PROFESSOR Gavin Kennedy, who has died at the age of 79, was the pioneer of a Nationalist outlook on Scottish economics, a subject which today has moved to the forefront of debate on the nation’s future. But this by no means exhausted his contribution to public affairs. Tolerant and generous, his mind was capable of pursuing quite unexpected enthusiasms. His main focus always lay on humanity rather than on theory.

He was born in Yorkshire, of Scottish descent, and not till he reached his 20s did he get back to his ancestral homeland to study economics at Strathclyde University, graduating with a BA in 1965 and then studying for an MSc. After taking his PhD at Brunel University in London, he returned to Strathclyde as a senior lecturer in 1973.

A student of his at that time, Dr Jim Walker, now of Hong Kong, calls him “one of the most gifted, inspiring academics I have ever encountered … There was standing room only at the 9am lecture (that was about 350 people). He repeated it at 4pm the same day to another 100 – the ones who couldn’t get up in the morning. If you hadn’t fallen in love with economics by the time you had listened to Gavin Kennedy there was something seriously wrong with you.”

But it was not with the increasingly abstruse mathematical school of orthodox modern economics that he beguiled his students. He took, right from this start of his career, a close interest in the theory and practice of negotiation, which then scarcely counted as an academic subject at all. Early on, he sallied forth from his classroom to learn first-hand how negotiations were carried on in major corporations such as Shell in London or Scottish & Newcastle in Edinburgh. He worked out a theory that all shared a common process with four phases: prepare, debate, propose, bargain.

In 1980 he left Strathclyde for a professorial chair at Heriot-Watt University, and in 1986 he founded a company, Negotiate, to commercialise what he was teaching. In the end he would train thousands of managers in the techniques he had identified. They are still part of the curriculum at Edinburgh Business School. In his second home city he became as personally popular as he had been in the first one. During lavish parties at his big house in Morningside, the Tory Secretary of State, Malcolm Rifkind, might rub shoulders with the leader of the Labour opposition, John Smith.

Not that Gavin was in any way politically neutral. He felt inspired by the reawakening of Scottish nationhood, and at first belonged to the left wing of the SNP. He became active, along with the youthful Alex Salmond, in the ’79 Group, which called for a “Scottish socialist republic”. Yet in time both men mellowed, along with most of their colleagues. Gavin was elected a member of the party’s national executive. He wrote sensibly on the touchy subject of defence and even more moderately on the chance that both Scotland and England could continue in membership of the EU as “good but independent neighbours”. In the General Election of 1979 he was the SNP candidate in Edinburgh Central but, like his fellows in the city’s other constituencies, came bottom of the poll.

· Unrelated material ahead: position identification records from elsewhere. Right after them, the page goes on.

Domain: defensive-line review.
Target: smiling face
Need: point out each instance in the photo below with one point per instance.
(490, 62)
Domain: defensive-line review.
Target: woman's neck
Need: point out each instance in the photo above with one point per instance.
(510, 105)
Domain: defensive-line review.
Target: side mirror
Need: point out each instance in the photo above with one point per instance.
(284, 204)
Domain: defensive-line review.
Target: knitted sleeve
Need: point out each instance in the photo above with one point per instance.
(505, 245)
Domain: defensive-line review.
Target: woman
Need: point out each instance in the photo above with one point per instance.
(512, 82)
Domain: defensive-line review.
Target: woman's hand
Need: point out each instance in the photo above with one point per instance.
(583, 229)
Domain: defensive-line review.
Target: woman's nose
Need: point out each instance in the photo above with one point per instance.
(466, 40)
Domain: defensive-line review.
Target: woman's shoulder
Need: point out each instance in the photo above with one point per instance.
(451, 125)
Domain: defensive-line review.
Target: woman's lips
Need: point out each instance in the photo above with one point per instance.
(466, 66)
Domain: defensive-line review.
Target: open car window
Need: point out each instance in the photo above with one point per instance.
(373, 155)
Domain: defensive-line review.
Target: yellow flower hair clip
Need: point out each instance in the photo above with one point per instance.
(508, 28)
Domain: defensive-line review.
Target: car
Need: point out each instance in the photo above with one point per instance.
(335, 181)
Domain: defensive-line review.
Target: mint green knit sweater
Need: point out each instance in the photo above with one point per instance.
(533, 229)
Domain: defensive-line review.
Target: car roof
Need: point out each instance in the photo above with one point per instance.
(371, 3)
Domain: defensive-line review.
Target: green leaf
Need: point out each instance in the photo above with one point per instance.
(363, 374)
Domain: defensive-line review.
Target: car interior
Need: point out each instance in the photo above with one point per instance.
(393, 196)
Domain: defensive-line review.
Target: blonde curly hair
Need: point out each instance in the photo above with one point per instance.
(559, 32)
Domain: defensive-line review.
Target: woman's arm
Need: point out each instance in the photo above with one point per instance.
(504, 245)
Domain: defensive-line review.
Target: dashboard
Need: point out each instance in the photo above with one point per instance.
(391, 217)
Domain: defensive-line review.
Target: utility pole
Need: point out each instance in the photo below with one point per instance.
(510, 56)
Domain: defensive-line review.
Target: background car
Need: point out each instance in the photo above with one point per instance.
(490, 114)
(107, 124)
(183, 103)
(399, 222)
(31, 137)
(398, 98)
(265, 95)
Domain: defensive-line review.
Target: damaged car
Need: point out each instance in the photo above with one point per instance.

In the following decade of Thatcherism, the name of Adam Smith was frequently evoked to justify the UK Government’s policies. Gavin would have none of it. He devoted himself to detailed study of the text of The Wealth of Nations and Smith’s other works, which was eventually to bear fruit in two books of his own. Gavin summed up his conclusions: “Adam Smith is often hailed as a leading figure in the development of economic theories, but modern presentations of his works do not reflect Smith’s actual ideas or influence during his lifetime … Smith’s name and legacy were often appropriated or made into myths in the 19th and 20th centuries, with many misconceptions persisting today.”

These labours took up a great deal of Gavin’s time and energy, but it was easy to follow the development of his thinking because he became one of the earliest and most prolific bloggers, under the title Adam Smith’s Lost Legacy. In the blog he worked through many knotty problems in lively exchanges with his readers. He wrote the last entry a year ago, reporting the serious problems he was now suffering with his health. He also said he had started on a further book about Smith bringing in a historical perspective on free markets. He left his papers to the National Library of Scotland. He is survived by his wife Patricia and their five children.

David Simpson, a professorial colleague from Strathclyde, paid tribute to Gavin as “a very kind, gentle man, of great breadth of interests and enormous energies”.